Door speakers for my 98 sentra.
Want them to push HIGHs and Mids really well, bottem end doesn't matter, thats what the subs are for. (2 8" behind seats and soon to be 2 12"s in the trunk when I get a new amp to push them)

Looking to spend er $70-150 or so, I'd be willing to go up to 200 if someone has a reccomendation that goes that high, lower isn't a problem either if something is that good and cheap. As of now they will just be running off my head unit, no amp for the inside speakers, but hopefully in the near future that will change as well.

Links of where to purchase them would be nice as well as I am a lazy mofo.


----------



## cgnizmo (Apr 3, 2004)

seriously, i would go with boston components for your doors, thats what i have they are running off my head unit without an amp, sound really good


----------



## captain_shrapnel (Sep 10, 2004)

I would suggest the Access line of coaxials from Focal. 6.5" Coax is like $180/pair.
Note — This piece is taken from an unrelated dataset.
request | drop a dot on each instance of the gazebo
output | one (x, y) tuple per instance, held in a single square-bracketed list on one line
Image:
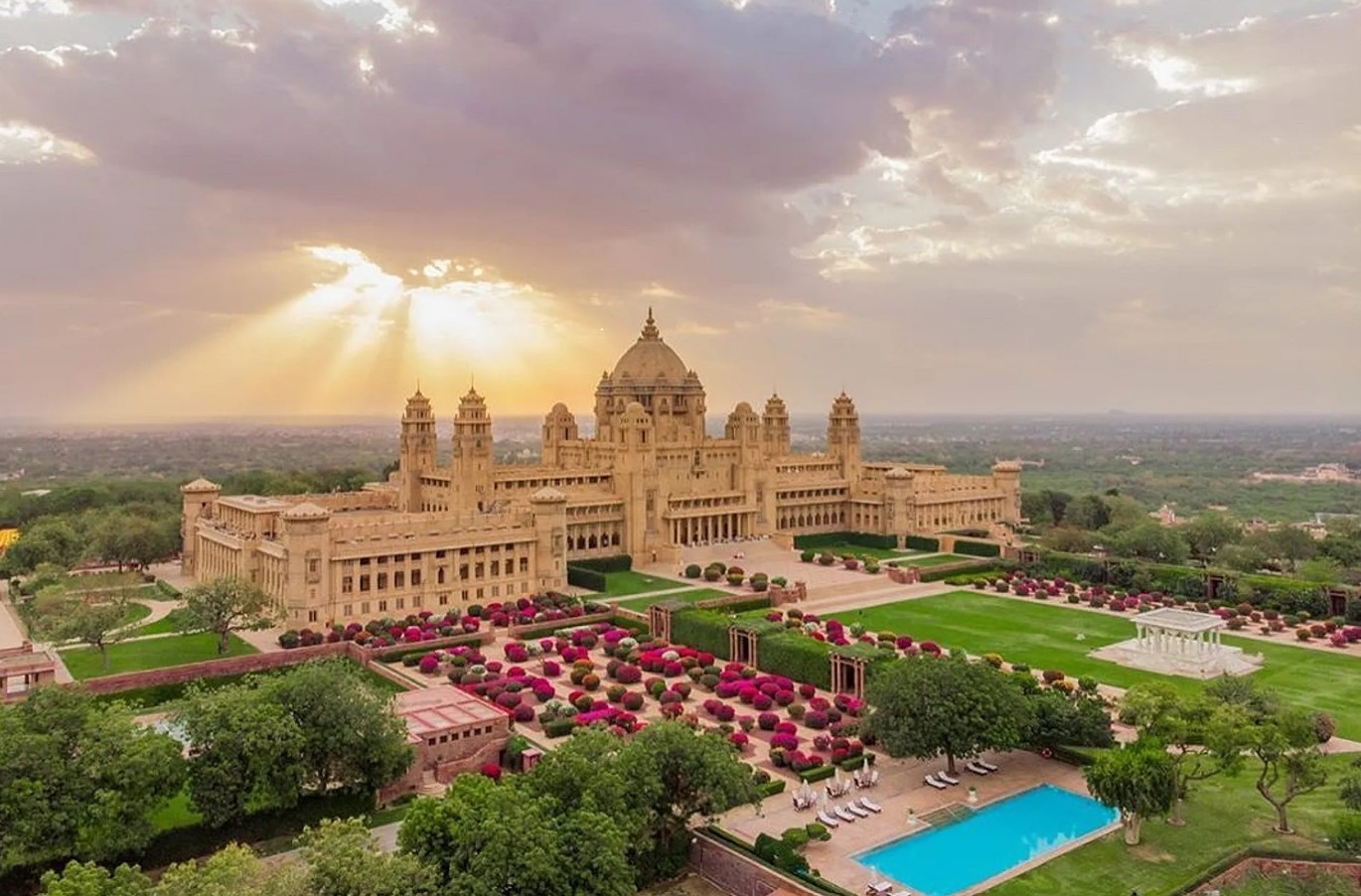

Of course, you would need an amp....

http://www.acaraudio.com/product_info.php?cPath=23_41&products_id=412


----------



## xbrandonx (Mar 27, 2004)

cgnizmo said:


> seriously, i would go with boston components for your doors, thats what i have they are running off my head unit without an amp, sound really good


what head unit do you have? Also what boston componets do you have?

BTW my head unit is an Alpine CDA-7892


----------